The Island of Sardinia is an authentic land, rich in culture and traditions. Its cultural heritage of evidences from Paleolithic to Bronze Age represents a unique resource for the whole world. My research investigates the sculpted standing stones phenomenon, connection between the ealier sculpture and the articulated Nuragic one.
“[…] ut insensata animalia vivant, Deum verum nesciant, ligna autem et lapides adorent […]”
Gregory the Great in a letter dated to 594 commended the chief of Barbagia in the late sixth century for his Christianity, when most Barbaricini were still pagans. The project explores the connection between megalithic culture and spirituality, comparing prehistoric artifacts and modern ones.

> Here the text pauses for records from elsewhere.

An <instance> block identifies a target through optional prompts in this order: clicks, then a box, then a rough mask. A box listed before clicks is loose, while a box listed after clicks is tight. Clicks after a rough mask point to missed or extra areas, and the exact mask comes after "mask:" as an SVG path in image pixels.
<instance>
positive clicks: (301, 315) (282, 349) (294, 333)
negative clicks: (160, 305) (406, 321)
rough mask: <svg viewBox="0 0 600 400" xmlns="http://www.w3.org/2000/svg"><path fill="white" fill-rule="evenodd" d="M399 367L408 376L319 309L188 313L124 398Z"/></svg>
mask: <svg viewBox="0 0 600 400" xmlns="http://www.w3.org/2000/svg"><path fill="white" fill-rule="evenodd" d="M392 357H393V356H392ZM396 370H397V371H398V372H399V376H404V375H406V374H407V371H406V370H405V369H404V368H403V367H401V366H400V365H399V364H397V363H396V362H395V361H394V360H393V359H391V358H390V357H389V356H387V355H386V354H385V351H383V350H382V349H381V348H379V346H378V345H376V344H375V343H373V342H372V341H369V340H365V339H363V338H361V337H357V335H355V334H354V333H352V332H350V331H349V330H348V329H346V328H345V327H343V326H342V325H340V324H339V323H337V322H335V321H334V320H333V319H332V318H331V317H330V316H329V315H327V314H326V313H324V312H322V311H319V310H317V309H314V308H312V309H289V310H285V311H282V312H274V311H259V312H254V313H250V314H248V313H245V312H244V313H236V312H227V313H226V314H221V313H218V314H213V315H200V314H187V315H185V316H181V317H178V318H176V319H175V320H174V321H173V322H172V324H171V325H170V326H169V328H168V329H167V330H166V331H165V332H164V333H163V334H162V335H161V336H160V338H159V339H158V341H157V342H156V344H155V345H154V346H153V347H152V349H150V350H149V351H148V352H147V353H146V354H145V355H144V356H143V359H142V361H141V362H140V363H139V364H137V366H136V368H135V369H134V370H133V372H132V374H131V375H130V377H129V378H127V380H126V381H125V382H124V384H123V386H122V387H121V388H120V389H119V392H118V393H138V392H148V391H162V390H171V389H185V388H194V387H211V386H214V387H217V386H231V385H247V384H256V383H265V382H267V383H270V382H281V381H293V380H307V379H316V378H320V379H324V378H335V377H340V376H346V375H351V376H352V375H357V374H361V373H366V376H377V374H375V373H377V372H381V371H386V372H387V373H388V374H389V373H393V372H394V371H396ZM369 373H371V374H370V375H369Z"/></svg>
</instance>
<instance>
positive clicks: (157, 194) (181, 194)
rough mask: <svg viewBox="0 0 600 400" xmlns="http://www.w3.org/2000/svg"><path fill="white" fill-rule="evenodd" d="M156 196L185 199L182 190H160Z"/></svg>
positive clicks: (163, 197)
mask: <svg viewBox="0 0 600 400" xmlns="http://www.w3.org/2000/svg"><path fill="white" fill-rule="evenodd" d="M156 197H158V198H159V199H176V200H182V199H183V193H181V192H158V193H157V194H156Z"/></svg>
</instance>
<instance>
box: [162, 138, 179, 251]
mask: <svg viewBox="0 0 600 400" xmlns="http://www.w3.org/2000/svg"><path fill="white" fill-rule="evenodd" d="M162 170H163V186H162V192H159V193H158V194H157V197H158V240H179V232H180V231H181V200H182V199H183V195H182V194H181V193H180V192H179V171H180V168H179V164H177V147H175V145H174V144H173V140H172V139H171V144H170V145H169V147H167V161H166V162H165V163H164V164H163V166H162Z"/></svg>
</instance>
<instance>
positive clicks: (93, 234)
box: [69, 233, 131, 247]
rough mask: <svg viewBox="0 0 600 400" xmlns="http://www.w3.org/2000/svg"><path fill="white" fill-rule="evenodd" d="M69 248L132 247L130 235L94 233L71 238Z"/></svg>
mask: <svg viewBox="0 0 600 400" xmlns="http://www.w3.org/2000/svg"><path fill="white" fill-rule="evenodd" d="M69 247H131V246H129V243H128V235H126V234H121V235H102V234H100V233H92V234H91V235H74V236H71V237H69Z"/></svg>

Thanks and despite its status of geographical isolation Sardinia has developed an original identity and has mantained it for centuries. By being in the middle of the Mediterranean has always been also a crossroad of cultures where encounters with different fluxes are combined with references to local traditions. Hence the multifunctional role of a Cultural Centre: it emphasises the value of an important aspect of the cultural evolution of Sardinia, and promotes the Island within the contemporary art scene. The Centre will exhibit a nucleus of archeaological findings togheter with contemporary pieces of art. This critical and interpretative comparison between objects close in space yet very far apart in their temporal origins will be able to create new experiences of fertile exchange between past, present and future. The project of a Cultural Centre is conceived as a urban magnet, attracting not only art lovers but also art-and-craft tourists, scholars and researchers from all over the world to one point of the Island and then send them out to other places. Archaelogical sites and Antiquariums, Museums of Modern and Contemporary Arts, Universities, Schools and Institutions are considered as a network of international interest for the lithic sculpture, to enhance the environmental and cultural heritage in which we are heavily steeped. Geographical isolation has to be transformed into positive connection with the world.

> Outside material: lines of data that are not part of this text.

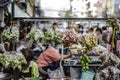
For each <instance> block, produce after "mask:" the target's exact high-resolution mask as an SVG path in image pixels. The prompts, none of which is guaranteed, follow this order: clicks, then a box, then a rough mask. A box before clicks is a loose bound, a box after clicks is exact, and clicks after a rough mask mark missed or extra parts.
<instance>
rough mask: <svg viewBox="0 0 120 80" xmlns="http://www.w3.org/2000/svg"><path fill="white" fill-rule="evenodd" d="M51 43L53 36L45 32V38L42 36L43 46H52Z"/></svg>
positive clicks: (52, 35)
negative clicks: (50, 44) (43, 40)
mask: <svg viewBox="0 0 120 80" xmlns="http://www.w3.org/2000/svg"><path fill="white" fill-rule="evenodd" d="M52 41H53V34H52V32H51V31H50V30H47V31H46V32H45V36H44V43H45V44H52Z"/></svg>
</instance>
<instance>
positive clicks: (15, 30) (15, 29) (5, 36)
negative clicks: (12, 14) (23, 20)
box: [2, 27, 19, 43]
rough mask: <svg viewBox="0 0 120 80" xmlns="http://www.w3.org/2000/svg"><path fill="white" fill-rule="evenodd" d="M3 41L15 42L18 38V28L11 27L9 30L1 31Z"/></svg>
mask: <svg viewBox="0 0 120 80" xmlns="http://www.w3.org/2000/svg"><path fill="white" fill-rule="evenodd" d="M2 39H3V41H4V42H5V41H8V42H10V43H15V42H17V41H18V40H19V30H18V29H17V28H16V27H12V28H11V30H9V29H7V30H4V31H3V33H2Z"/></svg>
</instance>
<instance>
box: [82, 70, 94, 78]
mask: <svg viewBox="0 0 120 80" xmlns="http://www.w3.org/2000/svg"><path fill="white" fill-rule="evenodd" d="M94 75H95V73H94V72H92V71H86V72H82V75H81V79H80V80H93V78H94ZM86 76H87V77H86Z"/></svg>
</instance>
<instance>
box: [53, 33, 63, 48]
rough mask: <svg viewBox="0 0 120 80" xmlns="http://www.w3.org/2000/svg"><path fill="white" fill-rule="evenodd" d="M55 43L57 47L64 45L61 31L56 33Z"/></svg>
mask: <svg viewBox="0 0 120 80" xmlns="http://www.w3.org/2000/svg"><path fill="white" fill-rule="evenodd" d="M53 42H55V45H56V46H57V45H58V44H61V43H62V33H61V32H60V31H56V32H55V34H54V37H53Z"/></svg>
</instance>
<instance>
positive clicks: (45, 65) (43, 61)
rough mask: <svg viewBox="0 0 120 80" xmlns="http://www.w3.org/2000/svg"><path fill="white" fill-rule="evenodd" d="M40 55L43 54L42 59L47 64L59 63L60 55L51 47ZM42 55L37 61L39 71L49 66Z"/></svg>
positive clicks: (55, 49) (46, 49) (59, 59)
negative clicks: (47, 62)
mask: <svg viewBox="0 0 120 80" xmlns="http://www.w3.org/2000/svg"><path fill="white" fill-rule="evenodd" d="M42 54H44V57H45V58H46V60H47V61H49V63H52V62H53V61H59V60H60V59H61V55H60V53H59V52H58V51H57V50H56V49H55V48H53V47H50V48H48V49H46V50H45V51H44V52H43V53H42ZM42 54H41V55H40V56H39V57H38V60H37V65H38V68H39V69H40V68H42V67H45V66H48V65H49V64H48V63H47V62H46V60H45V59H44V57H43V55H42Z"/></svg>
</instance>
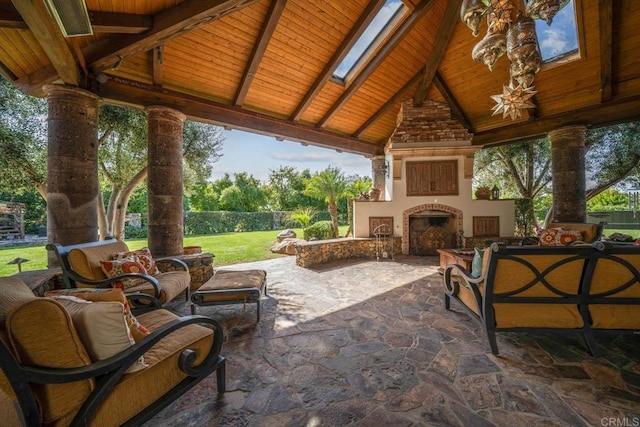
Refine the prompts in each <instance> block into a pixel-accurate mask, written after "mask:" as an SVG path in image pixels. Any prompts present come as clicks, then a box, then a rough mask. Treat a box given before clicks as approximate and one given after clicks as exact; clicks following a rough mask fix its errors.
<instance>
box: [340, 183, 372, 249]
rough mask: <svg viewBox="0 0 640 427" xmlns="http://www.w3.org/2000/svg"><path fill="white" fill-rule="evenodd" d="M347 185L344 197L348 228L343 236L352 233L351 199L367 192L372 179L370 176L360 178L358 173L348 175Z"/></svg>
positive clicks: (348, 234) (370, 185)
mask: <svg viewBox="0 0 640 427" xmlns="http://www.w3.org/2000/svg"><path fill="white" fill-rule="evenodd" d="M348 183H349V184H348V185H347V188H346V190H345V197H346V198H347V221H348V222H349V228H348V229H347V233H346V234H345V237H347V236H349V235H351V234H353V201H354V200H355V199H357V198H358V196H359V195H361V194H365V193H369V191H370V190H371V188H373V181H372V180H371V178H370V177H364V178H360V177H359V176H358V175H355V176H352V177H349V179H348Z"/></svg>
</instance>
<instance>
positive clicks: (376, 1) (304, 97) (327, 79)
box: [291, 0, 385, 121]
mask: <svg viewBox="0 0 640 427" xmlns="http://www.w3.org/2000/svg"><path fill="white" fill-rule="evenodd" d="M384 3H385V0H376V1H372V2H369V4H368V5H367V8H366V9H365V10H364V12H363V13H362V15H360V18H358V21H357V22H356V23H355V25H354V26H353V28H351V31H349V34H347V36H346V37H345V39H344V40H343V41H342V43H341V44H340V46H339V47H338V49H337V50H336V52H335V53H334V54H333V56H332V57H331V59H330V60H329V61H328V62H327V64H326V65H325V66H324V68H323V69H322V71H321V72H320V74H318V77H317V78H316V80H315V81H314V82H313V84H312V85H311V88H310V89H309V90H308V91H307V93H306V94H305V96H304V98H303V99H302V101H301V102H300V103H299V104H298V106H297V107H296V109H295V110H294V111H293V114H291V120H294V121H297V120H300V117H301V116H302V114H303V113H304V112H305V110H306V109H307V108H309V106H310V105H311V103H312V102H313V100H314V99H315V97H316V95H317V94H318V92H320V89H322V87H323V86H324V85H325V83H326V82H327V81H328V80H329V79H330V78H331V76H332V73H333V71H334V70H335V69H336V67H337V66H338V64H340V63H341V62H342V60H343V59H344V58H345V57H346V56H347V54H348V53H349V51H350V50H351V48H352V47H353V45H354V44H356V42H357V41H358V39H359V38H360V36H361V35H362V33H363V32H364V30H366V29H367V27H368V26H369V24H370V23H371V21H372V20H373V18H375V16H376V14H377V13H378V11H380V9H381V8H382V6H384Z"/></svg>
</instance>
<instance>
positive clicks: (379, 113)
mask: <svg viewBox="0 0 640 427" xmlns="http://www.w3.org/2000/svg"><path fill="white" fill-rule="evenodd" d="M421 78H422V72H419V73H416V75H415V76H413V77H412V78H411V80H409V81H408V82H407V83H405V85H404V86H402V88H401V89H400V90H399V91H398V92H396V93H395V94H394V95H393V96H392V97H391V99H389V100H388V101H387V102H385V103H384V105H383V106H382V107H380V108H379V109H378V111H376V112H375V113H374V114H373V115H372V116H371V117H369V118H368V119H367V121H366V122H364V124H363V125H362V126H360V127H359V128H358V130H356V131H355V132H354V133H353V136H355V137H356V138H359V137H360V136H361V135H362V134H363V133H364V131H365V130H367V129H368V128H369V127H370V126H371V125H373V124H374V123H375V122H377V121H378V120H379V119H380V118H381V117H382V116H384V115H385V114H387V112H388V111H389V110H390V109H391V108H393V106H394V105H396V104H397V103H398V102H400V101H402V99H403V98H404V97H405V96H406V95H407V93H408V92H409V91H410V90H411V88H413V87H414V86H415V85H416V84H417V83H418V82H419V81H420V79H421Z"/></svg>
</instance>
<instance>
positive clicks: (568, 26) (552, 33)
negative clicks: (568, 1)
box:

The design is formalized from the history of the place, the sculptural aspect of the Cultural Centre silohuette is no mere architectural fancy, but attempts to connect with the site and its genius loci. The architecture is strongly characterized by heavy volumes, and their obsessive presence emerges in the use of local trachyte fabrics - natural resource of the area - which give the structures an appearance of primeval monoliths erected in a lithic alignment facing out the valley. Sculpted forms stand out hermetic and enclosed in themselves, accessible only through concise cuts in the homogeneity of the rectified surface’s continuity. The textured trachyte stone covering, and its continuous monochromatic connections between façade and pavings, offers solid bodies to the observer, readable as geometric weighty volumes and interrupted by strongly shaded subtractions, creating a hiatus with a chiaroscuro pattern. With their strong sense of permanence, objects are destined to endure affirming their presence. The exhibition route seems to be excavated in the solid rock: labyrinth-like paths create an intimate interior space combining and juxtaposing elements to guide visitors through them and evoking the “Domus de Janas” internal complexity (Sardinian Pre-Nuragic chamber tombs).